OPINION-A long and winding road

“All times are made of change, always taking on new qualities.” So said the prince of Portuguese poets some five hundred years ago (freely translated here), when the globalized world started to take shape. The transition may be smooth, almost unnoticeable, or irrupt fast and rough, even painfully for many. It can crack reasonable expectations and upend long-held certainties on short notice. 

And insecurities have indeed spread these last couple of years. In the first 20 years post-handover, leaving aside the occasional and short-lived hiccup, Macau has ridden the big wave created by the gambling boom. The sky was the limit, so people believed – or behaved as if they did. No more. Doubts and missed opportunities keep piling up, feeding each other. Almost everyone looks less assured now.

Indeed, Covid struck unexpectedly, and its rampage was utterly unforeseeable.  That alone would be enough to disrupt the best-laid plans and bury plenty of hopes. Yet, some 20 months into the pandemic crisis, it is almost as unclear as ever how we will manage the transition to a world where the virus has become endemic – no horizon, no defined path, no plausible timetable. It increasingly feels like we are going through a long and painful goodbye, an inescapable crash agonizingly watched in slow-motion. 

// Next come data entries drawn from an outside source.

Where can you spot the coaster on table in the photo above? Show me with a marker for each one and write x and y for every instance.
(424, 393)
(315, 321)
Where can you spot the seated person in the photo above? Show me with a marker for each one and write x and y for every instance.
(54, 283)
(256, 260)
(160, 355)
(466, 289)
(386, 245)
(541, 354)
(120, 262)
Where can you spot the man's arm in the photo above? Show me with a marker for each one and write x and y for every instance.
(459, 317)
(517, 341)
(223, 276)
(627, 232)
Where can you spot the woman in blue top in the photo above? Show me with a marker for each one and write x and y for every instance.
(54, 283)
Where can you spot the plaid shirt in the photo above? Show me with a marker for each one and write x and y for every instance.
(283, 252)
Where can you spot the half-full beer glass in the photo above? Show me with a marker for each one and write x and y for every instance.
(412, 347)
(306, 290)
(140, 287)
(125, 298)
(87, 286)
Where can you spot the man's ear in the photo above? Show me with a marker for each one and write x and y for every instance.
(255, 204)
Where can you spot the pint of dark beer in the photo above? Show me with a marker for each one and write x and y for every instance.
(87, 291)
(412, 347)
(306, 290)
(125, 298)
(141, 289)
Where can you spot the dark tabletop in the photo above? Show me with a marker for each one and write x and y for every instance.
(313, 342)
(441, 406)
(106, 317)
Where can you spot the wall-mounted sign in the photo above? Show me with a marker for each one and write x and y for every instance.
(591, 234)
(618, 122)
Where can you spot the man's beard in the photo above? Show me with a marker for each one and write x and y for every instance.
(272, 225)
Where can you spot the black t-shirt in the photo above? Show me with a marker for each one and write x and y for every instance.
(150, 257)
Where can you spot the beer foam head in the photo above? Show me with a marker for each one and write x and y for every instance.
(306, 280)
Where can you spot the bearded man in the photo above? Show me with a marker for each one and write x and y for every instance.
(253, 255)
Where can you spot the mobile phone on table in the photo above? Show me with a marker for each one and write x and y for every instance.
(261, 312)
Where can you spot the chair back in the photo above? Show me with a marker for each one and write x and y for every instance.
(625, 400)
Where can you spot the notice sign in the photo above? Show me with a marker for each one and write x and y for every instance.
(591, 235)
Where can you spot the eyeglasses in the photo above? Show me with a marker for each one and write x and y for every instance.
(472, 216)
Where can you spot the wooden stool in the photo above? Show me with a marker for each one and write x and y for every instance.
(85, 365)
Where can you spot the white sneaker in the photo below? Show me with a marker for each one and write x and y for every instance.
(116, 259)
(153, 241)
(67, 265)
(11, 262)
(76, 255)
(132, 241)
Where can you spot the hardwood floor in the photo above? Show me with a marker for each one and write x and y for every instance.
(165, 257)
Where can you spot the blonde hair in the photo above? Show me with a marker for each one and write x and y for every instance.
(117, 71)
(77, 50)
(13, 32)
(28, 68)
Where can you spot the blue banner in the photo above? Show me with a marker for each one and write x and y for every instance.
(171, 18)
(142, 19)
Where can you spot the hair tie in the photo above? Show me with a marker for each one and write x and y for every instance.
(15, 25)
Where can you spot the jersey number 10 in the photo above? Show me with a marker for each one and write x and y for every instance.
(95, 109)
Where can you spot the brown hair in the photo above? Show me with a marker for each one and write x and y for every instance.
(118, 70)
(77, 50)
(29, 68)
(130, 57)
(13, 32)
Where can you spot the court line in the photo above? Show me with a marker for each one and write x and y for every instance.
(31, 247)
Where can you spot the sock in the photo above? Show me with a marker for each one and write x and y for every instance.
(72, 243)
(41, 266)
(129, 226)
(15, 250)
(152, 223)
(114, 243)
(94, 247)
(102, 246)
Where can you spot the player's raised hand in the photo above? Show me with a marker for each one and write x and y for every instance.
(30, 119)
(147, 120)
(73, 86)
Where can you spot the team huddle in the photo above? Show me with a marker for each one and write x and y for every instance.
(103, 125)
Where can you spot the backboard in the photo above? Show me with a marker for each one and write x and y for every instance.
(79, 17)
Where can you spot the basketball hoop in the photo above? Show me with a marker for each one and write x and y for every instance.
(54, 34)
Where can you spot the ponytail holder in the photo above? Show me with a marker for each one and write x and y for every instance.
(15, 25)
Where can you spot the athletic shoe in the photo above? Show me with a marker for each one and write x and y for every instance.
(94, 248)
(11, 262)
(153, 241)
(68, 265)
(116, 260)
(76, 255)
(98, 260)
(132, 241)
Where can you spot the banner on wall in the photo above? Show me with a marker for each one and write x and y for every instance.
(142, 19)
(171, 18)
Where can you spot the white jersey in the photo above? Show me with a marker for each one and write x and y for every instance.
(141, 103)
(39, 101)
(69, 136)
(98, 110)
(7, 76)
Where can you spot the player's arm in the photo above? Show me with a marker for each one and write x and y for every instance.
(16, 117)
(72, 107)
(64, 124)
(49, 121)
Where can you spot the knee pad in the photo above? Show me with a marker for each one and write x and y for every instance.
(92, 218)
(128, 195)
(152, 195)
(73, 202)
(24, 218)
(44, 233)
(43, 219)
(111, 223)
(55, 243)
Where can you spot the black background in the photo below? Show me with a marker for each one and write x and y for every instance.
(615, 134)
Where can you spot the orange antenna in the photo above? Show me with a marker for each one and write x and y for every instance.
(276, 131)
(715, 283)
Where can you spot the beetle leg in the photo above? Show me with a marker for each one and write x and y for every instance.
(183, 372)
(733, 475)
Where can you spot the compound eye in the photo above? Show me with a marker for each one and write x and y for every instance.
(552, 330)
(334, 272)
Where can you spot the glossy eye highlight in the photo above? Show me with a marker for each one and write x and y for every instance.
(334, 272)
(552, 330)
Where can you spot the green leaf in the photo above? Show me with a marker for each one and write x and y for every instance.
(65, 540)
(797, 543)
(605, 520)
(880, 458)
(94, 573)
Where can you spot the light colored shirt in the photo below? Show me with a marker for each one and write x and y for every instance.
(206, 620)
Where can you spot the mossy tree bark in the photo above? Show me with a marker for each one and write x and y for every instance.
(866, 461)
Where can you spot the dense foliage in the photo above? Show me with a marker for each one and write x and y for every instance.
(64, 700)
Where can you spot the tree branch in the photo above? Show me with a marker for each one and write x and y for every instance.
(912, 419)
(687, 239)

No matter how well it may have served in the past, the more the extant approach lasts, the more it looks untenable. We would be wrong to discount people’s resilience. But it would be foolish to take it for granted. An uncertainty that draws out confidence and hope lingers on.

Then, the gambling concessions, bread-and-butter providers for so many and so long, are coming to an end in less than one year. At the best of times, any negotiations, if not just aiming to renovate the existing concessions, could open several cans – if not of the proverbial worms, at least of long-repressed desires and claims. Even ignoring other complicating factors, the current economic conditions alone make it challenging to carry sensible negotiations.  What calculations, expectations, or plans can one hold on to under such doubtful conditions? 

On a brighter note, one might argue that the potential gains of the activity are – and have proven to be – so attractive that many operators would be willing to risk their hand at the table anyway (if that is desirable is another matter). But no one will deny that these are far from ideal conditions to discuss and set the future course of our flagship industry. 

Not to be undone, the international framework has also become more unstable. Regional tensions are rising in more than one spot, and the world trade system is shaken. Supply chains under stress, economic activity disruptions, inflation pressures, you name it, are coalescing into what we might politely define as challenging times for social stability and welfare. 

With the occasional military threat lurking, international political strains are building up in the region and away. It all presages cracks in the global economic system and raises the potential for social and political disruption. 

Indeed, as much as change is a constant, so is continuity in many ways. Nothing keeps the same forever or is ever built from naught (other than the Big Bang, that is). Continuity and change both are hallmarks of human endeavors. The hard part, in times like these, is to tell those two apart. As we face tough choices in uncertain waters, we may feel we have to cope with more than our fair share of unknowns. But, paraphrasing Camões again, the most perplexing, possibly, is that things do not seem to change the way they used to happen anymore.